13 May
2011

Tough Moral Questions: Torture and the bin Laden Shooting

The slaying of Osama Bin Laden by US Navy SEALS earlier this month has generated much commentary in the media, and provides us with an opportunity to assess the quality of our public discourse on moral matters.

Since the reported rumours that ‘enhanced interrogation techniques’ yielded information which may have contributed to tracking down bin Laden, predictable voices have attempted to use the incident to justify their views on torture.  John Yoo, author of the infamous Torture Memos, argued:

Obama administration sources confirm that the coercive interrogation of three al-Qaeda leaders identified the courier who led the CIA to bin Laden… Past U.S. presidents rightly didn’t allow foreign opinion to dissuade them from using the most effective means to victory. Harry Truman dropped the bomb on Japan to end World War II; Abraham Lincoln allowed Sherman’s destructive march through the South. Appeasing foreign opinion is no substitute for the need to make the tough decisions that will defeat a determined enemy.
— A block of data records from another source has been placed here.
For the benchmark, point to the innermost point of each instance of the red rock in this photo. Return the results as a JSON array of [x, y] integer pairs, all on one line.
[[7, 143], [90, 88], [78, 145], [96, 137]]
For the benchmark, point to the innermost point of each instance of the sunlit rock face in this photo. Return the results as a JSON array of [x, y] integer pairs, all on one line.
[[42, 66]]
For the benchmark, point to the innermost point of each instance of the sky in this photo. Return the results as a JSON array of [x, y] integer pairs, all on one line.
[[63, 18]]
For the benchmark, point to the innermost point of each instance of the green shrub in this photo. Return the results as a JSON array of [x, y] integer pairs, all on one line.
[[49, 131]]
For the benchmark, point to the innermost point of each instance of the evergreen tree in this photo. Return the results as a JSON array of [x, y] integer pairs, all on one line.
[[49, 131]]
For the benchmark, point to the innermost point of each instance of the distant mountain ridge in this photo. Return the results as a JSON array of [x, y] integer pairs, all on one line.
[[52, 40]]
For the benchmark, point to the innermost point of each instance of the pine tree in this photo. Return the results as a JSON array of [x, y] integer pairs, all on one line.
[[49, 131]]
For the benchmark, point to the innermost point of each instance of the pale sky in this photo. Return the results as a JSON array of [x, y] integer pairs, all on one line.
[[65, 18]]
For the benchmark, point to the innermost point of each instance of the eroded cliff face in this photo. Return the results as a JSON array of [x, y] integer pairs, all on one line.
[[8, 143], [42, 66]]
Following such reasoning, morality is not about human actions, but about the good outcomes we hope might result from our actions.  This is the philosophy of ‘the end justifies the means’, by which is usually meant that the desirable consequences of our actions are a moral justification for choosing actions which lead to those same consequences.  The popularity of this idea is all the more baffling given that most people can distinguish between a man’s actions, and the effects of his actions.

Take Bob, Bill, and Barry, all three of whom donate money to a charity which provides guide dogs for blind people.  Bob, a widower struggling to raise five children on the minimum wage, gave up reading newspapers so he could donate the money saved to the charity.  Given his interest in current affairs, it is a genuine sacrifice, but when he receives the monthly newsletters and sees the difference his money makes, he feels it is worthwhile.

Bill is a rich womaniser who hates two things in this world – blind people, and dogs.  However, he has noticed an attractive young lady who works at the charity’s offices and thinks that his ‘generous’ donations will aid his plans to seduce her.  When Bill receives the monthly newsletters, he cuts out the pictures of Labrador puppies and sellotapes them to his dartboard.

Barry is an unmarried, unemployed computer genius who has always had a passion for helping the blind.  He decides to use his computer skills to hack into online banking accounts and donates the money to the charity.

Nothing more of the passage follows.